Hi Nora,
I understrand that you want to know if it is possible to calculate the error while finding the integral using 'cumtrpz'. There are several sources of potential error to consider:
- The 'cumtrapz' function uses the trapezoidal rule for numerical integration, which approximates the area under the curve by summing up the areas of trapezoids. This method can introduce some error
- When integrating twice the initial condition is taken zero unless specified otherwise. Any error in these initial conditions will propagate through the calculations.
- Detrending can help in removing bias from the data, it can also alter the data in a way that may affect the final displacement values. If the trend removed is actually part of the true signal, this will introduce an error.
Calculating the exact error introduced by these processes can be quite complex.
To estimate or assess the error in the displacement data:
- Compare with known values: If available, to estimate the error.

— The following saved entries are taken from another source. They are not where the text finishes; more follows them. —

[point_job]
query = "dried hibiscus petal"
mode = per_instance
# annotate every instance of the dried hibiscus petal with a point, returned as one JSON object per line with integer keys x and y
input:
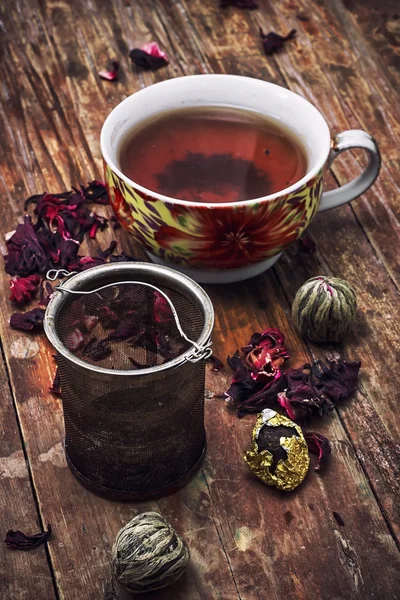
{"x": 46, "y": 292}
{"x": 112, "y": 74}
{"x": 16, "y": 540}
{"x": 318, "y": 444}
{"x": 272, "y": 42}
{"x": 149, "y": 57}
{"x": 302, "y": 398}
{"x": 217, "y": 364}
{"x": 125, "y": 330}
{"x": 250, "y": 4}
{"x": 258, "y": 378}
{"x": 248, "y": 394}
{"x": 23, "y": 289}
{"x": 337, "y": 379}
{"x": 32, "y": 319}
{"x": 25, "y": 254}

- Sensitivity Analysis: Check how changes in initial conditions affect the outcome.
- Error Propagation: Estimate the uncertainty at each calculation step to find overall uncertainty.
- High-Resolution Data: Use to minimize numerical integration error.
- Detrending Analysis: Assess the impact of detrending on results.
- Simulated Data: Test the integration process on data with a known displacement.
- Alternative Methods: Consider other numerical integration methods for potentially better accuracy.
- Filtering: Apply filters to reduce noise that may accumulate during integration.